Any construction contractor that has one or more individuals who are not classified as employees must post a summary of the requirements of the Act in English, Spanish and Polish in a noticeable place on each job site as well as in their offices.  The Department of Labor will furnish copies of the notices to contractors upon request without charge or copies may be downloaded from the Department's website.


The Department of Labor is responsible for administering and enforcing the Act.  Any interested party who has a reasonable belief that a contractor has violated the Act may file a complaint with the Department.

The Department has the authority to conduct investigations and send investigators to visit and inspect the job site as well as obtain any documentation related to the determination of whether an individual is an employee of the contractor or an independent contractor.  The Department may also subpoena all books, records and witnesses as needed to conduct its investigation.

If the Department concludes that a violation of the Act has occurred, the Department may issue a cease and desist order; recommend the commencement of a civil action; collect any wages, salary, employment benefits or other compensation denied or lost to the individual; assess civil penalties; or take any other reasonable action to eliminate the unlawful practice or remedy the effect of the violation.

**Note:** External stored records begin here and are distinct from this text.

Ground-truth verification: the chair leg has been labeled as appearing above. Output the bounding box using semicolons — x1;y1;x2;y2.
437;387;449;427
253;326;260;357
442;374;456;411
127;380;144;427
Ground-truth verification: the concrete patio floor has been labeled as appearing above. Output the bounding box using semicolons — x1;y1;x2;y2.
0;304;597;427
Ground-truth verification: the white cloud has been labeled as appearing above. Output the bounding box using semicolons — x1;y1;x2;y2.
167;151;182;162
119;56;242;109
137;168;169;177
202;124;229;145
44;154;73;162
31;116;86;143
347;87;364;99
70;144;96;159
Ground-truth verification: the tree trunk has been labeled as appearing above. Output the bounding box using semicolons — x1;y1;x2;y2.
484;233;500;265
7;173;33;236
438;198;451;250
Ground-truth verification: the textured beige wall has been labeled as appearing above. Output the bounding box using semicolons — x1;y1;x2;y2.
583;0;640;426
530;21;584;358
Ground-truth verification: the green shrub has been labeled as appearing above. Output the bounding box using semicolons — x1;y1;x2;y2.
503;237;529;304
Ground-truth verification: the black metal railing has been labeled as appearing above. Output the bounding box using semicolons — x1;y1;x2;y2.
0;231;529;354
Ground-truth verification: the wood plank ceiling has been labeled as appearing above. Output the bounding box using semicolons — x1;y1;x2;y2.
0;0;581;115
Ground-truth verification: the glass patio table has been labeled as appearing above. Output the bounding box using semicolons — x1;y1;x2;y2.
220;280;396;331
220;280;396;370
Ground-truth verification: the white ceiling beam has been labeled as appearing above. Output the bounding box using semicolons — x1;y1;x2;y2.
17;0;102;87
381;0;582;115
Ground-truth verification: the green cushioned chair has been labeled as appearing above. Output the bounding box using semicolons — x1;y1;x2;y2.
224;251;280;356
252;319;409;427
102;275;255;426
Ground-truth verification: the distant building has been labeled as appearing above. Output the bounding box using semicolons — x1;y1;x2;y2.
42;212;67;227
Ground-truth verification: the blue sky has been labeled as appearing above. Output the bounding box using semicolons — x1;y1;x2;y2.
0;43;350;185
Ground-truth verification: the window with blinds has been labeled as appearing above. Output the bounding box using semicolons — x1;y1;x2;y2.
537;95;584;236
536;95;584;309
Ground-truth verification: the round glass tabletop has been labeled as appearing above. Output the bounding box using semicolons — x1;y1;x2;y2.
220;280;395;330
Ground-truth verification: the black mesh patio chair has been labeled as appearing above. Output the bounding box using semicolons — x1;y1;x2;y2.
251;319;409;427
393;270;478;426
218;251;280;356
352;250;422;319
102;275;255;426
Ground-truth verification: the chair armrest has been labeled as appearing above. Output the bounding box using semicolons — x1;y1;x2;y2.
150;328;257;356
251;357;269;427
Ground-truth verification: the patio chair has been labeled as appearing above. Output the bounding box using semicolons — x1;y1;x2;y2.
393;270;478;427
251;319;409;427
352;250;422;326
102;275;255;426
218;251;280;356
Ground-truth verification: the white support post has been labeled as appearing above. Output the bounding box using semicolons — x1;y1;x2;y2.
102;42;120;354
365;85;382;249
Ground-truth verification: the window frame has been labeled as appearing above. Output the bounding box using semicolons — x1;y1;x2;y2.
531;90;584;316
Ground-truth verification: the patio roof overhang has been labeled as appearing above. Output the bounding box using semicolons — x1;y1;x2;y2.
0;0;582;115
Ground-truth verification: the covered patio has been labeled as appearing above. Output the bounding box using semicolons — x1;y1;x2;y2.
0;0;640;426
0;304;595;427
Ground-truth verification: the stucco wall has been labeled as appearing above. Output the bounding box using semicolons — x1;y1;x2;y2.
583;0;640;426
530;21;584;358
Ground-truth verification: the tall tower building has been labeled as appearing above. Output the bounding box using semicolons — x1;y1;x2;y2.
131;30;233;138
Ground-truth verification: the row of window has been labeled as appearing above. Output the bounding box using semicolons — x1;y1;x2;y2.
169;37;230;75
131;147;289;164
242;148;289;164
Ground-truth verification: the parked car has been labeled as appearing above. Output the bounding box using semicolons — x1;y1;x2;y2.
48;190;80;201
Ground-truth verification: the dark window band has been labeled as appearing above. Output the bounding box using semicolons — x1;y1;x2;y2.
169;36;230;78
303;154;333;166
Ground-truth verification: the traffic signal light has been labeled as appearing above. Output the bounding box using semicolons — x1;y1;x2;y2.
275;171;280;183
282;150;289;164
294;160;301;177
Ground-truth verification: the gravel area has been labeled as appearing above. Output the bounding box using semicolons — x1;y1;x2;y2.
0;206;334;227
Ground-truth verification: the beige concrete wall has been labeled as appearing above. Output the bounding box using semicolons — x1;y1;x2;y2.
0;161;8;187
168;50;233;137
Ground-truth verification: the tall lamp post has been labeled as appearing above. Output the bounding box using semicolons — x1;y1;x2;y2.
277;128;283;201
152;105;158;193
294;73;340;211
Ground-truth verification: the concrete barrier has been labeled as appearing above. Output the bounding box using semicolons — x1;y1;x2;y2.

It is a violation to discharge or otherwise retaliate against an individual for exercising any rights under the Act.  An individual cannot be retaliated against for:
  • Making a complaint to an employer, co-worker, community organization, before a public hearing or to a state or federal agency 
  • Causing any proceeding to be instituted under the Act 
  • Testifying in an investigation or proceeding under the Act 


A contractor that violates the Act will be subject to civil penalties up to $1,500 for each violation found in the first audit by the Department, and up to $2,500 for each repeat violation found by the Department within a five-year period.  Each violation of the Act, for each person and for each day the violation continues shall constitute a separate and distinct violation.  The civil penalties may be recovered in a civil action brought by the Director of Labor or a person aggrieved by a violation of the Act.

For any second or subsequent violation determined by the Department within five years of a previous violation, the Department shall place the contractor on a debarment list and no state contract shall be awarded to the contractor until four years have elapsed from the date of the last violation.

Any contractor who willfully violates the Act or obstructs the Department's enforcement efforts shall be subject to penalties up to double the statutory amount, punitive damages and criminal penalties specified in the Act.

Private Right of Action

Any interested party or individual aggrieved by a violation of the Act has the right to file a private lawsuit within three years from the final date of performing services for the contractor.  A person may file a private right of action with exhausting administrative remedies through the Department of Labor.

An individual whose rights have been violated under the Act is entitled to collect wages, salary, employment benefits or other compensation denied or lost due to the violation, plus an equal amount in liquidated damages.  Individuals can also collect compensatory damages and up to $500 for each violation, and in the case of unlawful retaliation, all legal and equitable relief and attorney's fees and costs.

Referral to Other State Agencies

If the Department of Labor determines that a contractor has violated the Act by misclassifying employees as independent contractors, the Department must notify the Department of Employment Security, the Department of Revenue, the Office of the State Comptroller and the Illinois Workers' Compensation Commission, who shall be required to check such contractor's compliance with their tax and employment laws.